Advantages of high leverage

Selecting a new observation at a point, (xz), with high leverage should give good improvement in the accuracy of the least squares parameter estimates, but only if the new observation conforms to the same linear model as the rest of the data.

Problems with high leverage

We are rarely sure that the relationship is linear for all (xz). Even though linearity is often reasonable in a restricted range of (xz), this may not be true at high leverage points on the 'outskirts' of the data.

Even more seriously, it is always possible that an observation may have been incorrectly recorded or the individual may have different characteristics from the bulk of the data — it could be an outlier. An observation at a high leverage point has the potential to strongly influence the results if it is also an outlier.

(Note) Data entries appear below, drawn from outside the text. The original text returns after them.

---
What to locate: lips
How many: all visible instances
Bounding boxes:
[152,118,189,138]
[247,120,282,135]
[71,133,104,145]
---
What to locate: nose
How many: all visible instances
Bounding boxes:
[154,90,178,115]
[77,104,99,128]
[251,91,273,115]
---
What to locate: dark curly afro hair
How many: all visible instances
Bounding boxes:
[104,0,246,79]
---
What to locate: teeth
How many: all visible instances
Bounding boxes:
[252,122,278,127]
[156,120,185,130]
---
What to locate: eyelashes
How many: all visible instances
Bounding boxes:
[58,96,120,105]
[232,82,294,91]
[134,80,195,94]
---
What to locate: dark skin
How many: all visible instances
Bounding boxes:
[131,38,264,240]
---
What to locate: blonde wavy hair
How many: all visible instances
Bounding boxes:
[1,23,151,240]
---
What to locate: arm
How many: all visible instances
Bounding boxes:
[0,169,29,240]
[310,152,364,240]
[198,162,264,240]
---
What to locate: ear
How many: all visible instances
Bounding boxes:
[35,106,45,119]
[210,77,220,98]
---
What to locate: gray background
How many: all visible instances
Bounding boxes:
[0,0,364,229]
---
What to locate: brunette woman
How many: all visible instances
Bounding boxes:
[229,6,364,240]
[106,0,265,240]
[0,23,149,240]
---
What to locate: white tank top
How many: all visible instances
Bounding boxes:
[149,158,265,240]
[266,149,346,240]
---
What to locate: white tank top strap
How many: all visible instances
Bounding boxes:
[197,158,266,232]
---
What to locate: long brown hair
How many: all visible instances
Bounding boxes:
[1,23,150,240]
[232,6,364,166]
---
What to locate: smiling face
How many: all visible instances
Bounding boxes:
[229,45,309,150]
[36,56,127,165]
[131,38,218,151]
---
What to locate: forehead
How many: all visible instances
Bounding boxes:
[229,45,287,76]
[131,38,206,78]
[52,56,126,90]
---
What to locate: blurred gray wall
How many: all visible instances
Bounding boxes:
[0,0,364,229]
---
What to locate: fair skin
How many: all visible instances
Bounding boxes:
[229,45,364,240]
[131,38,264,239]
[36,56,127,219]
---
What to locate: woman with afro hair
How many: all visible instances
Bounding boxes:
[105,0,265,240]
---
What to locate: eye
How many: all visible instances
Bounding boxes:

Unfortunately, outliers often do not show up as residuals that are unusually far from zero. Because a high leverage point pulls the least squares plane so much, the outlier may have a residual that has similar size to the other residuals.

Do not rely on the residuals to show up an outlier if it is also a high leverage point.


Illustration

Rotate the 3-dimensional scatterplot by dragging the centre with the mouse (but avoiding the red arrow.) All points lie near to a plane, so a normal linear model is appropriate.

Click the y-x-z button, then drag the cross in the centre of the diagram to make it an outlier. Observe that the residual plot will show this point as an extreme residual.

Select High leverage from the pop-up menu then drag the cross on the right. Because it is a high leverage point, it strongly pulls the least squares plane towards itself, so its residual does not stand out much from the other residuals, even though it is an outlier.

Rule-of-thumb for high leverage points

It can be shown that the leverages of all data points sum to p, where p is the number of linear parameters in the model (with p = 3 for the linear model with two explanatory variables), so their average value is p/n. A rule-of-thumb is therefore to call a point 'high leverage' if its leverage is more than double this value.

Examine carefully points with hii >  2p/n.

Note that high leverage does not mean that there is anything wrong with an observation — only that its explanatory variables are 'unusual' in some way that could unduely influence the results.